Au départ, une idée très bête : deux copains décident d'échanger leur identité pour être certains de réussir au moins un cours. Grégoire Legrand étudie l'histoire de l'art et déteste la géo ; Pierre Petit, son meilleur ami, étudie la géo et n'a aucune envie de suivre le cours d'histoire de l'art qui lui est imposé. Ils décident d'échanger leurs places respectives pendant toute l'année, le temps d'un seul cours, s'entend. Sauf qu'en cours il y a des filles, des profs, et que tout se complique un peu. Il y aura donc quatre filles, comme les quatre couleurs du Bic, et une morte, pour ne rien arranger. Ce qui devait n'être qu'une banale histoire de triche se transforme bien vite en love story et en enquête policière.
L'histoire se déroule alors chapitre par chapitre, entre les salles de cours, les terrasses de café, la piscine et la bibliothèque. À chaque fois, une couleur de base sert à lancer le narrateur, Grégoire Legrand, dans le récit de ses exploits de Don Juan pas toujours heureux en amour.
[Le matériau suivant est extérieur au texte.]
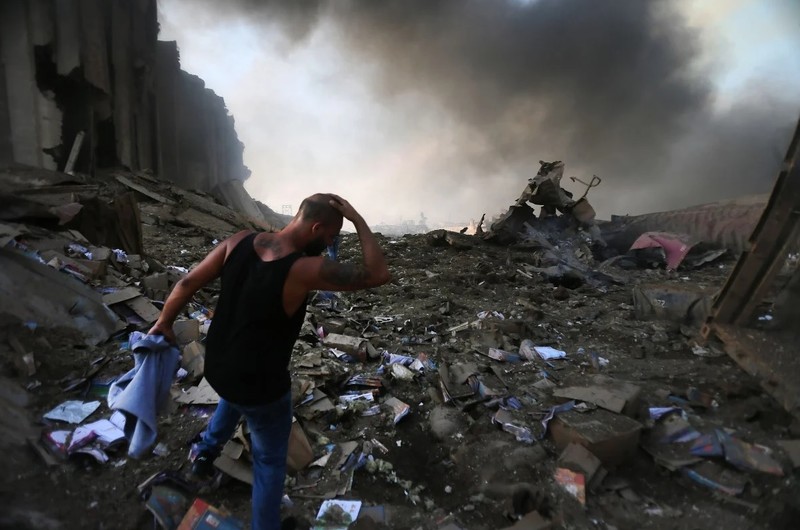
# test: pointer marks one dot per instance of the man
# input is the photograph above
(266, 278)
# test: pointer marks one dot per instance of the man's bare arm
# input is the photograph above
(208, 269)
(323, 274)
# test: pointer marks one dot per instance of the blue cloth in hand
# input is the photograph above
(143, 392)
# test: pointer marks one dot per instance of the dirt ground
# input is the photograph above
(471, 478)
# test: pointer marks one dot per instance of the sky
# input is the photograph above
(445, 108)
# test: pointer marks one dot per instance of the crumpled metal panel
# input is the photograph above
(726, 224)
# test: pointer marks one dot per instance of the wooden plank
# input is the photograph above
(121, 295)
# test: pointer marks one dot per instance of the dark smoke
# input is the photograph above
(612, 88)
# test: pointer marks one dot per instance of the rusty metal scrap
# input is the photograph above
(777, 229)
(725, 224)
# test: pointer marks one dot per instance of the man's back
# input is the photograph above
(251, 336)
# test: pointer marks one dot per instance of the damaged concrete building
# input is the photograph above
(85, 85)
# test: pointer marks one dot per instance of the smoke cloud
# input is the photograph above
(617, 89)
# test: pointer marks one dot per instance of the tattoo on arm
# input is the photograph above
(343, 274)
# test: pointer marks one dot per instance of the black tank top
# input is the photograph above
(251, 337)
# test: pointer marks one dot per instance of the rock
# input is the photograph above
(613, 438)
(445, 422)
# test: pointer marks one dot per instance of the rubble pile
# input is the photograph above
(529, 384)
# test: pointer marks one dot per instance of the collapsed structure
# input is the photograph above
(86, 85)
(532, 362)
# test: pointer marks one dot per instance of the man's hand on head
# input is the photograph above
(345, 208)
(164, 330)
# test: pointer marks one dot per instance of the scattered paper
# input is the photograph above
(547, 353)
(337, 515)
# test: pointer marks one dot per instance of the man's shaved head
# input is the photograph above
(317, 208)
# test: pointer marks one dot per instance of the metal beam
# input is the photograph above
(770, 242)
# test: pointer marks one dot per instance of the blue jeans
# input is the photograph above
(270, 425)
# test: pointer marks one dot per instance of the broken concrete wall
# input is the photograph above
(96, 67)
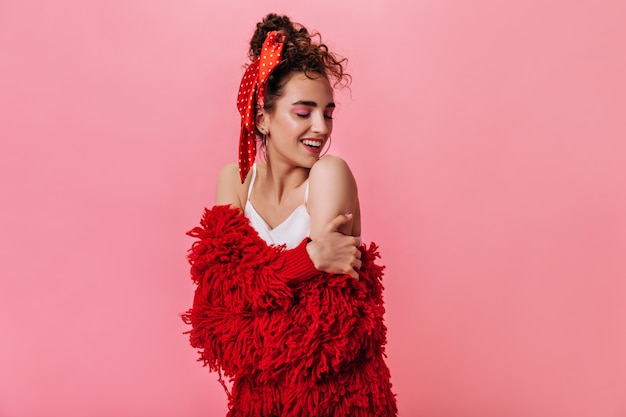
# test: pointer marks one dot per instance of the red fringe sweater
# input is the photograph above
(293, 340)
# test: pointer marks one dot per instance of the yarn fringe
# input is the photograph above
(311, 346)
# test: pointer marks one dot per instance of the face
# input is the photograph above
(301, 122)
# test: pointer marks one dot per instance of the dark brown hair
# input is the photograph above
(300, 54)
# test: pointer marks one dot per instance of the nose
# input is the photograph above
(320, 124)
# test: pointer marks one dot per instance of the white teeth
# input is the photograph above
(314, 143)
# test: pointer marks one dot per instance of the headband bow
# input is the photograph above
(252, 93)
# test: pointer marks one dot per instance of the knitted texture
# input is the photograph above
(294, 341)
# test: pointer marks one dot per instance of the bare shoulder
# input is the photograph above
(331, 169)
(229, 188)
(332, 191)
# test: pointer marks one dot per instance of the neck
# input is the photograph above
(280, 179)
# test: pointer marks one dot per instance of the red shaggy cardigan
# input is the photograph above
(293, 340)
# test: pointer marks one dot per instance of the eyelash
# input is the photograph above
(304, 116)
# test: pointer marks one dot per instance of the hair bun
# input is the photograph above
(270, 23)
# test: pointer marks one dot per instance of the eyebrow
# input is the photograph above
(312, 104)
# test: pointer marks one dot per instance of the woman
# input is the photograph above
(289, 302)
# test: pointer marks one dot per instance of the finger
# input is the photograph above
(338, 221)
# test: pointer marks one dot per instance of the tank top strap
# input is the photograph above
(252, 181)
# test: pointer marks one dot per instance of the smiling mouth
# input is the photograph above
(316, 144)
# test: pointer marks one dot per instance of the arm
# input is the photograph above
(329, 251)
(333, 191)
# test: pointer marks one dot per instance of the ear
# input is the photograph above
(262, 121)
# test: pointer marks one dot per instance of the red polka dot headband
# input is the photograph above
(252, 96)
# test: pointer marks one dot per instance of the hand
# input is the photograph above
(334, 252)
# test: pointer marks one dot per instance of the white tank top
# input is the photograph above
(290, 232)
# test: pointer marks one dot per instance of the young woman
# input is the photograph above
(289, 303)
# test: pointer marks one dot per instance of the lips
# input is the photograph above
(313, 145)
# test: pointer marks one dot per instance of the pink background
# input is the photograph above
(488, 139)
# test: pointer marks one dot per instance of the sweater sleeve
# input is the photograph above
(243, 288)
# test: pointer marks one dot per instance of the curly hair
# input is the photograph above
(300, 54)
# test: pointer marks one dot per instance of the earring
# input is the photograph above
(264, 145)
(326, 151)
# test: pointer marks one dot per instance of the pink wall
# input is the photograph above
(488, 139)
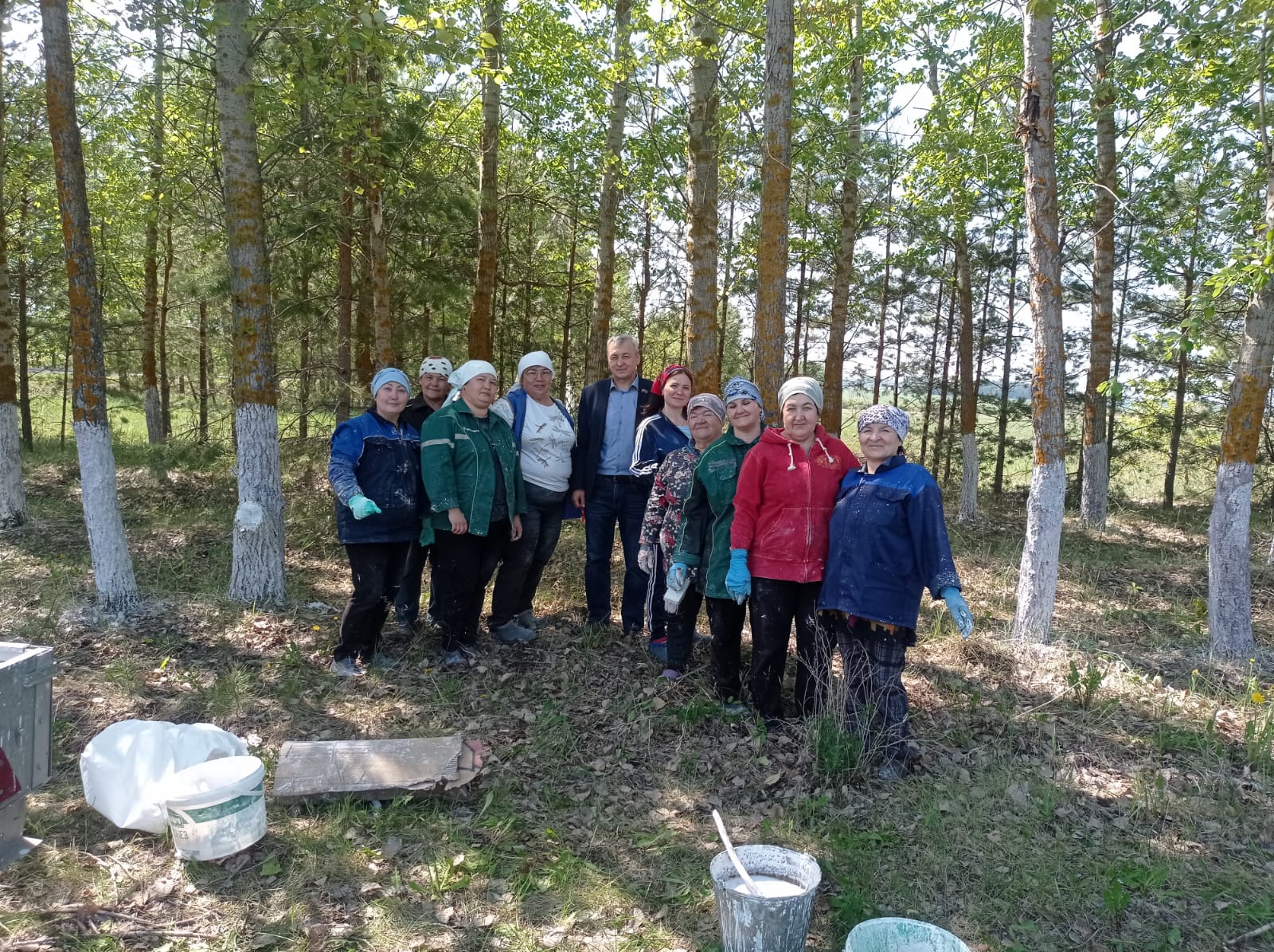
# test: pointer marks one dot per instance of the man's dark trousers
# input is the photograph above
(615, 499)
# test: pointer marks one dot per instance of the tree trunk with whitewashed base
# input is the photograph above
(13, 499)
(1038, 578)
(770, 329)
(256, 572)
(1229, 555)
(608, 203)
(108, 548)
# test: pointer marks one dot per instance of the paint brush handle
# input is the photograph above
(734, 856)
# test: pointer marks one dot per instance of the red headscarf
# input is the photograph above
(656, 388)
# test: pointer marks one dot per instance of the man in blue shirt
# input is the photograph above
(604, 486)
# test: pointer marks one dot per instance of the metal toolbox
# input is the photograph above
(25, 737)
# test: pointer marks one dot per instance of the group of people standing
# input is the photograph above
(783, 523)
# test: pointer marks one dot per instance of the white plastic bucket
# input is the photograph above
(217, 809)
(895, 934)
(776, 920)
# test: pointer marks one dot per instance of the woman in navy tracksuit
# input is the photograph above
(375, 471)
(664, 427)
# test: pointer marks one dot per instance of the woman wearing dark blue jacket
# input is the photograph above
(375, 471)
(887, 544)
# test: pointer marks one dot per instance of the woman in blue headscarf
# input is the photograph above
(887, 544)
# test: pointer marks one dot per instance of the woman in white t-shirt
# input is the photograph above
(545, 433)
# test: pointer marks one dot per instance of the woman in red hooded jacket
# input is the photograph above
(783, 508)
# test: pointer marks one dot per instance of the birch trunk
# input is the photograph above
(776, 153)
(1038, 578)
(13, 501)
(967, 380)
(108, 548)
(150, 259)
(1006, 380)
(377, 247)
(608, 203)
(702, 184)
(1095, 495)
(256, 571)
(1229, 555)
(482, 314)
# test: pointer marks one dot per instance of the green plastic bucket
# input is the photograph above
(896, 934)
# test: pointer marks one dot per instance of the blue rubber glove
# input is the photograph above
(738, 579)
(959, 607)
(362, 507)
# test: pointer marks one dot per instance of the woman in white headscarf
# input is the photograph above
(475, 482)
(545, 435)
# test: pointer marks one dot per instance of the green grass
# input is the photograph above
(1057, 810)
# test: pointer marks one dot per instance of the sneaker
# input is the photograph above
(892, 771)
(513, 633)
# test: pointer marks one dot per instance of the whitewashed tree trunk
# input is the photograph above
(13, 497)
(112, 567)
(256, 574)
(1038, 579)
(1229, 555)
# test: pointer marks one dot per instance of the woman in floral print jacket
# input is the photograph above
(662, 525)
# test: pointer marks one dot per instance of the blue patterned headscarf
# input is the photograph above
(891, 416)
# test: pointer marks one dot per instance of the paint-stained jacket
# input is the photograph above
(889, 542)
(459, 471)
(380, 460)
(784, 503)
(662, 521)
(709, 513)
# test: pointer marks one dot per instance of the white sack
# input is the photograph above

Celle qui lui court après n'est pas celle qu'il veut, celle qui lui donne cours ne devrait pas être celle qui finit dans son lit, et ainsi de suite. On croit d'abord assister à un exercice formel un peu gratuit, mais c'est une fausse impression : l'histoire tient debout et le quiproquo finit par entraîner le récit dans des recoins plus tordus qu'on ne l'aurait imaginé dans les premières planches.
Un bouquin plein d'hommages
Blaise Guinin ne s'est pas contenté d'avoir une bonne idée, il parvient à l'exploiter au mieux. La pauvreté des moyens mis en œuvre (un bête Bic à quatre couleurs, vous l'avez compris, maintenant) est largement compensée par une virtuosité visuelle et de nombreux clins d'œil à l'histoire de l'art, depuis la Vénus de Boticelli jusqu'aux buveurs solitaires de Hopper, en passant par Picasso, Van Gogh ou encore Lautrec.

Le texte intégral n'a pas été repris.